Is there struggle in such a life? Let us be honest, married or single or consecrated religious or priest, every life has its ups and downs. There are challenges and difficulties. The believer faces it all with hope in the Lord.
How are we to deal with people who disagree with us and the Church? First, we must not compromise the message? Second, we must respond to anti-Catholic bigotry and anger over the issue with compassion and reason. Third, we must make it abundantly clear that ours is not hate-speech but that we really love them and want them to be happy and in right relationship with God. We do not look down them as defective persons but as God’s precious and beloved children. We want them in the Church and as companions on the journey. Fourth, any rejection of same-sex unions and promiscuity must be accompanied with the true Christian alternative— loving relationships of brothers and sisters albeit without sexual misbehavior. It must be clear that while the Church opposes sexual activity outside the union of man and woman in marriage, she urges a real and sacrificial love as witnessed by Jesus in his ministry and on the Cross.
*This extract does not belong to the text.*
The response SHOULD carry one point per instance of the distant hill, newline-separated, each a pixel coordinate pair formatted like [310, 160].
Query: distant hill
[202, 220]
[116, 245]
Toward the end of the article, mention is made of Cardinal Ratzinger’s 1986 letter, “On the Pastoral Care of Homosexual Persons,” that admonished bishops against “any programs which may seek to pressure the Church to change her teaching, even while claiming not to do so.” This is something that Father Martin’s superiors should consider, as well as a host of German bishops in their mad dash to an out-of-control synodality.